Generationen Y und Z: Völlig unflexibel, aber hohe Ansprüche?

Generationen Y und Z: Völlig unflexibel, aber hohe Ansprüche? pixabay © CCO Public Domain1

Generationen Y und Z: Völlig unflexibel, aber hohe Ansprüche?

Laut einer Untersuchung der Headhunter-Firma Odgers Berndtson fehlt gerade beim Nachwuchs die Motivation zur Flexibilität. Jährlich befragt das Unternehmen gut 2.500 Manager im deutschsprachigen Raum. Die neuste Untersuchung wirft kein gutes Licht auf die jüngeren Altersgruppen. „Die sind ja nicht mal mehr bereit, von Hamburg nach Frankfurt am Main zu ziehen. Geschweige denn nach Cottbus oder Aachen“, äußerte sich kürzlich Klaus Hansen, Partner von Odgers Berndtson, gegenüber der Süddeutschen Zeitung bezogen auf die Frage, was man dem qualifizierten Nachwuchs zu bieten habe, wenn es z.B. um einen Wechsel von Schweinfurt nach Shanghai geht.

Dabei sind Auslandsaufenthalte für die Weiterbildung wichtig. „Aber darum geht es der Generationen Y und Z anscheinend nicht mehr. Die Arbeitnehmer, die in den 1980er Jahren und später geboren sind, leben nicht, um zu arbeiten. Sie wollen das Leben genießen. Im Urlaub hat man es gerne exotisch. Aber danach will man auch wieder gemütlich zu Hause sitzen“, so Hansen weiter. Die Entwicklung scheint dahin zu verlaufen, dass die jungen Generationen nicht mehr so flexibel sein wollen. Es findet vielmehr eine mentale Verlagerung in die häuslichen vier Wände statt.

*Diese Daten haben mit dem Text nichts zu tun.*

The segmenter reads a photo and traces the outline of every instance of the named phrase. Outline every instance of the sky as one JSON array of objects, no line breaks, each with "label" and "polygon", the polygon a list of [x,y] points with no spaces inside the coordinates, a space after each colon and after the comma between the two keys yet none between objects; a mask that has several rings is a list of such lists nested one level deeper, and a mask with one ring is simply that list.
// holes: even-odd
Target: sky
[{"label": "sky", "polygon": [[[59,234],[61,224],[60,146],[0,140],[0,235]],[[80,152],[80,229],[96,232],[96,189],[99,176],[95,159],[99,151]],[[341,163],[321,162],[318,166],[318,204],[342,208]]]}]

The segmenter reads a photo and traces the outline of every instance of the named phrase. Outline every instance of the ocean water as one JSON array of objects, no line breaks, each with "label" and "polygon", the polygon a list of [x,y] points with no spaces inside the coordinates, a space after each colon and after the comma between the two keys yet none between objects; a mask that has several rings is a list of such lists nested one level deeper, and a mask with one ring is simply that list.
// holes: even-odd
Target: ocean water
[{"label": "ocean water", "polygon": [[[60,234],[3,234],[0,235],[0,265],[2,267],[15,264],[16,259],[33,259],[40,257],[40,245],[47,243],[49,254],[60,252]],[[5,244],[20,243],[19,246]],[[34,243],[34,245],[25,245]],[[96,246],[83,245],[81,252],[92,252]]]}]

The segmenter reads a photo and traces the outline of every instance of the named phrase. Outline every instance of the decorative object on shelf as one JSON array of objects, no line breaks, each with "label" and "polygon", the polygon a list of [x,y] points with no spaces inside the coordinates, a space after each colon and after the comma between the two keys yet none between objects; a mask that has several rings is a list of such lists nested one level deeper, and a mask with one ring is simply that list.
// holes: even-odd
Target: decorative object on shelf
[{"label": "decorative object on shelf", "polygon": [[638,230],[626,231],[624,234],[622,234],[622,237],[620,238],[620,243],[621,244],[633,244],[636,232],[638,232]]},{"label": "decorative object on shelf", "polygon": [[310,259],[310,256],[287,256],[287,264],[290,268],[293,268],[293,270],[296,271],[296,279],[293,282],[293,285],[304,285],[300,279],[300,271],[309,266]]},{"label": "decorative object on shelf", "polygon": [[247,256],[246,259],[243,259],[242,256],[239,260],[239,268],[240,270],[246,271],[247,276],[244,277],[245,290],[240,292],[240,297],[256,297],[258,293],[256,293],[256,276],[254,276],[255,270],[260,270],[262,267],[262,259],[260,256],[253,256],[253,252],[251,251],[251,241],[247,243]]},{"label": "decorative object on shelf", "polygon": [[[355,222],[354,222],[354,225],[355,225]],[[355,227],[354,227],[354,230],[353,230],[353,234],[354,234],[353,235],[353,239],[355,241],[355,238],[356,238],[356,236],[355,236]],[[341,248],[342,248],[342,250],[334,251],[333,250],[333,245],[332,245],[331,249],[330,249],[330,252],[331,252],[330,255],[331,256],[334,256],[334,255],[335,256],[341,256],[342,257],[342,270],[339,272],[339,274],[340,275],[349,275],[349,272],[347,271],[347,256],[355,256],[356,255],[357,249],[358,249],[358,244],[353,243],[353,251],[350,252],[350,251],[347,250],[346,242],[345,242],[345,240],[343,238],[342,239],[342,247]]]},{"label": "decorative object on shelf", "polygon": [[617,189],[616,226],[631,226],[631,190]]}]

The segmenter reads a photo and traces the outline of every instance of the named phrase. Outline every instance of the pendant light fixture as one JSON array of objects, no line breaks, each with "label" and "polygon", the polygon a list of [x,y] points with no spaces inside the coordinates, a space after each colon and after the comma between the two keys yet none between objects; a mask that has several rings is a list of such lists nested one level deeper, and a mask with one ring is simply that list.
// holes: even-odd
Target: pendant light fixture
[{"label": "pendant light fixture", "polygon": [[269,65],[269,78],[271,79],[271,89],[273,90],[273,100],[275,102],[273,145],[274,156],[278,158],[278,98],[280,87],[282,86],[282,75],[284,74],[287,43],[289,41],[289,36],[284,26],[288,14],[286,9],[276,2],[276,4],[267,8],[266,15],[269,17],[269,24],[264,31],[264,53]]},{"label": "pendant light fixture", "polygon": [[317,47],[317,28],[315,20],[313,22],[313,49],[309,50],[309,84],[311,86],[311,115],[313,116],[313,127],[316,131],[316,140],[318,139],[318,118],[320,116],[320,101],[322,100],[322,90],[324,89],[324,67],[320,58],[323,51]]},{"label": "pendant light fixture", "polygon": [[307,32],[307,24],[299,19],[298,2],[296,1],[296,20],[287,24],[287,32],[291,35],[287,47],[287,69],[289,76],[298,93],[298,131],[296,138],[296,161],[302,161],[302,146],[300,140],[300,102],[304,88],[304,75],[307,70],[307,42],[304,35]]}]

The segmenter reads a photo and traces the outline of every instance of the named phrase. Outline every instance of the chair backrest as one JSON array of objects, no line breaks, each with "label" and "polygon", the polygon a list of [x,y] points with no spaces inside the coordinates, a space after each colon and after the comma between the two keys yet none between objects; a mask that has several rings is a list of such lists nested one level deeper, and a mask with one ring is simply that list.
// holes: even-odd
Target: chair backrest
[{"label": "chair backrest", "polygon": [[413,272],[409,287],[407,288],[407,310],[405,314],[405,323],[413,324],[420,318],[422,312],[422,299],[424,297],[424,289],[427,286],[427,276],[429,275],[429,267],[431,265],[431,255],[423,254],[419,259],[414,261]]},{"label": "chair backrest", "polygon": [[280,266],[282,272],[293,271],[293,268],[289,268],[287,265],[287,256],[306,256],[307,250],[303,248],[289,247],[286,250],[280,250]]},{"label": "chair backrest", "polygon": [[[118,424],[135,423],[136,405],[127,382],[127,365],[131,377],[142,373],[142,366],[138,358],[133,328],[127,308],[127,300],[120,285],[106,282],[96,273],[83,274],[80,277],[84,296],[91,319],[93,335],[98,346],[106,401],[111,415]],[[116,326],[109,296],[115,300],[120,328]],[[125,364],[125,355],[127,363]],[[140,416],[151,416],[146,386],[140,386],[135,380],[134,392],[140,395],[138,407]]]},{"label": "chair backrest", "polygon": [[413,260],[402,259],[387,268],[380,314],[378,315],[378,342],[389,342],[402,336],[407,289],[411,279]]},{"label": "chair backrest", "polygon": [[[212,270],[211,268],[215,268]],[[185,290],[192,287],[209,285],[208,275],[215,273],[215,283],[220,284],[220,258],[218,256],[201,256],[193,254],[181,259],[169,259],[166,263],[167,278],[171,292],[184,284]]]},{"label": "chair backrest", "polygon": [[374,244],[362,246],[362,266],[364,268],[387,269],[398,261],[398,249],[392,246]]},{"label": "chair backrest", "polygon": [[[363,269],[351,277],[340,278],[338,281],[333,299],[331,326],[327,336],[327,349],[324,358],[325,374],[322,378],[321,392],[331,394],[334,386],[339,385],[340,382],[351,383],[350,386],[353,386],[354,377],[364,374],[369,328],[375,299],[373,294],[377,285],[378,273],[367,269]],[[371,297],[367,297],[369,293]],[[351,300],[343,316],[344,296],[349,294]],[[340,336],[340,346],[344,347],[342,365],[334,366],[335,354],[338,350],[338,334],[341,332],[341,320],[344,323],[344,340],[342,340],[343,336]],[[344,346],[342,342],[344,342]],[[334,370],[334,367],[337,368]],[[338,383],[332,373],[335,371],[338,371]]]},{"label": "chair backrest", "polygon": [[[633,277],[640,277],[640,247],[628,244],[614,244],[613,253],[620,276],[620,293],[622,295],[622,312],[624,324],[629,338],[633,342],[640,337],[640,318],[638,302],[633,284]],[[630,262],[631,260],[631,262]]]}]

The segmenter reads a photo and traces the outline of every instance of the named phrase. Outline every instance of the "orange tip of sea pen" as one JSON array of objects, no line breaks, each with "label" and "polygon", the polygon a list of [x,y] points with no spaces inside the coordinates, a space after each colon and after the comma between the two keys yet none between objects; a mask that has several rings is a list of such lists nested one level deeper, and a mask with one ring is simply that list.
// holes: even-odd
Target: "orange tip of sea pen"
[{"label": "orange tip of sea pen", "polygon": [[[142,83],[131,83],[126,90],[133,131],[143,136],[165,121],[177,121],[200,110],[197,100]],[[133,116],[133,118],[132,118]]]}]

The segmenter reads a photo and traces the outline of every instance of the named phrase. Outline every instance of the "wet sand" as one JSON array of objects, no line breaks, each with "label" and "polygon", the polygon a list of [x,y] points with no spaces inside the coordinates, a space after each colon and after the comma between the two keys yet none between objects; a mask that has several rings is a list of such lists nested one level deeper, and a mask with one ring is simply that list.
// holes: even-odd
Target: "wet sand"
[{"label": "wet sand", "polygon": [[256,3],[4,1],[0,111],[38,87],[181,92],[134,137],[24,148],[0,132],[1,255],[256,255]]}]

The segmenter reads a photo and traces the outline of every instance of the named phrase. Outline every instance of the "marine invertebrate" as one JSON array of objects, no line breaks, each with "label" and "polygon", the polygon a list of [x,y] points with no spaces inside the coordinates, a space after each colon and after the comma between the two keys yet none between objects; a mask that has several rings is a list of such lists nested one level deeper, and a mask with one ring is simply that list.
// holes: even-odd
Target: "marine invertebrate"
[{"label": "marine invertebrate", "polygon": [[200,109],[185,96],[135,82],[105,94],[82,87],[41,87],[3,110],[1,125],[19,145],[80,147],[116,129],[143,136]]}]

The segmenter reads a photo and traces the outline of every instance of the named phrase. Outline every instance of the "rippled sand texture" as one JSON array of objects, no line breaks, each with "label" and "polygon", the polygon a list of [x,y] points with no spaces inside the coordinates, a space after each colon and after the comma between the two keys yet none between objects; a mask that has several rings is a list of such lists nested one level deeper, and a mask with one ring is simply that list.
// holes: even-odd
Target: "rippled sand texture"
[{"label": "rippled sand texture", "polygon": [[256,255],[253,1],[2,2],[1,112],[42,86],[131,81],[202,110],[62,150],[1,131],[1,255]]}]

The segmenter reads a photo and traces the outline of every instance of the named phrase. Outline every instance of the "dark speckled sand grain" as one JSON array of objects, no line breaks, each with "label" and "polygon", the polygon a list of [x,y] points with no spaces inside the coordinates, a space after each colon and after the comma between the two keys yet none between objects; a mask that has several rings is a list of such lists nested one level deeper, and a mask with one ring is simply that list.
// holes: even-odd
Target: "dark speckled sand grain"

Das kann kritisch werden, denn ohne die notwendige Flexibilität werden deutsche Unternehmen z.B. gegenüber asiatischen Firmen langfristig nicht mithalten können. 5 Sterne Rednerin, Diplom-Psychologin und Kabarettistin Vera Deckers beschäftigt sich ebenfalls mit den verschiedenen Lebenseinstellungen der unterschiedlichen Altersgruppen.

„Generationenkonflikte, die auf fehlerhafte Kommunikations- und Führungsstrategien zurückzuführen sind, sind in Zeiten von Fachkräftemangel und dem Kampf um Talente keine Seltenheit mehr. Wo Babyboomer beispielsweise ein Teamevent in einem Meeting planen, erledigt Gen Z das lieber nebenbei via WhatsApp“, sagt Deckers. Auf diese generelle Problematik geht die Diplom-Psychologin in ihrem Vortrag „Wenn X-Box auf Rechenschieber trifft - Kampf um Talente“ humorvoll, aber dennoch fachkundig ein. Sie zeigt ebenso Lösungswege auf, um generationenspezifische Missverständnisse, Motivationsabfall, Konflikte oder gar Kündigungen zu vermeiden. „Der Schlüssel liegt in einer gemeinsamen Wertepolitik. Dadurch entsteht aus einem heterogenen Gemenge eine gewinnbringende Zusammenarbeit, bei der jeder von jedem lernen kann“, ist 5 Sterne Rednerin Vera Deckers überzeugt.